A downgrade of Portugal's credit rating to junk status underlines how the Greek crisis is poisoning other weak countries in the euro zone, regardless of their own efforts to shrink their debt and return to growth.
Moody's Investors Service on Tuesday became the first rating agency to cut Portugal below investment grade, causing the 10-year Portuguese government bond yield to leap more than 1 percentage point to euro-era highs.
The agency cited worries that administrative problems and slow economic growth might prevent the Portuguese government from hitting ambitious targets to shrink its budget deficit over the next three years under a €78-billion international bailout.

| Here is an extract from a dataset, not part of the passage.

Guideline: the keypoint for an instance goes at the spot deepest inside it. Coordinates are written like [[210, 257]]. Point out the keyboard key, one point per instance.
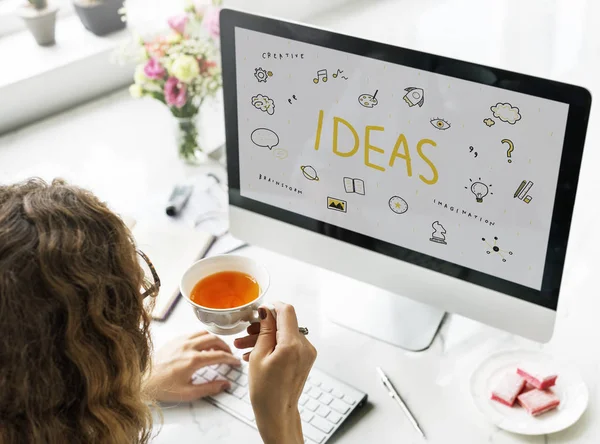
[[314, 393], [321, 424], [339, 406], [312, 405], [197, 380], [233, 375], [334, 417], [235, 404], [312, 433], [306, 416], [323, 411], [338, 394], [232, 388], [223, 369], [326, 388], [348, 400], [211, 375], [325, 399], [240, 392]]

But Moody's also said efforts by the European Union to have private investors bear part of the burden of supporting Greece, through a "voluntary" rollover of maturing Greek debt, threatened investor confidence in Portugal as well.
If investors believe the EU may follow the Greek model and pressure them into bearing part of the cost of future aid to Portugal, they may become less willing to lend to Lisbon, reducing the chance that it can resume borrowing from markets in 2013 as planned, Moody's said.
The malignant example of Greece, rather than anything that has happened inside Portugal in the past few months, appears to be the main reason for the decision by Moody's to slash Lisbon's rating by four notches, other analysts said.
"I think the main problem internally is growth and on that side not much has changed," said Diego Iscaro, an economist at IHS Global Insight. "So four notches is possibly more to do with Europe-wide developments.
"The concern of Moody's is that we may see a repetition of Greece with Portugal next year. It is a different situation, but what Moody's is saying is that the resolution with the private sector may be the same."
The Moody's downgrade means many investors will now view Portugal as the euro zone's biggest danger spot after Greece. Until recently, that position was held by Ireland, which is still rated as investment grade by all three major agencies; perceptions began to change when the Portuguese 10-year bond yield rose above the Irish yield in mid-June.
Richard McGuire, interest rate strategist at Rabobank, said the Moody's downgrade had underlined that "in terms of 'restructuring dominoes,' Portugal is the next man standing."
"The prospect, or even simple speculation, of a series of defaults will increase the risk of contagion spreading," Mr. McGuire said.